In the section above, based solely on the latency data, we postulate the hypothesis that the cathodic phase in cathodic-leading pulses is the most excitatory in normal-hearing animals, but that after deafening, this preference shifts to the cathodic (i.e., second) phase in the anodic-leading pulse. As a reminder, it should be noted that since alternating polarity was used for artifact reduction, both pulse polarities have been applied, but that the respective responses cannot be individually assessed. The hypothesized shift in excitation from cathodic-first to cathodic-second occurring simultaneously with SGC degeneration is supported by a smaller IPG effect on both AGF slope and level50% – essentially a smaller enhancement of excitation efficacy. If indeed after deafening the second phase of the biphasic current pulse gradually becomes the predominant excitatory one, the influence of the IPG in separating the two phases becomes increasingly irrelevant, since the IPG then no longer delays the onset of the repolarizing anodic phase – abolishing the preceding action potential generation – but merely delays the excitation itself. The IPG effects on maximum amplitude and dynamic range both increase after deafening, which seemingly contradicts this hypothesis. However, these two effects take place near the upper asymptote of the sigmoidal AGF, and therefore arguably do not reflect the overall excitability of the majority of the SGC population. Rather, a larger maximum amplitude brought about by high stimulation levels may reflect increased neural excitation by the less-effective cathodic-first pulse in the deaf animals.
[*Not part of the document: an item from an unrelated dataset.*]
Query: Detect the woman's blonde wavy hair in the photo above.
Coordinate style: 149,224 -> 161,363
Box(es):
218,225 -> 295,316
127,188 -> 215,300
Although all 10 animals were deaf for exactly 7 weeks, SGC survival did vary across animals. Importantly, even in this small homogenous group of guinea pigs did we find trends in the correlations between IPG effects and SGC survival that were largely similar to those observed previously (Ramekers et al.
2014). Because of the homogeneity of this group, we here for the first time unambiguously show that it is specifically the extent of SGC degeneration, and not for instance the associated duration of deafness, that drives the IPG effects. This is relevant for CI research since although it has been demonstrated repeatedly in histopathological studies (e.g., Spoendlin
1975; Nadol
1990; Nadol et al.
2001; Fayad and Linthicum
2006) that deafness is virtually invariably accompanied by SGC degeneration, the extent of this degeneration can vary substantially.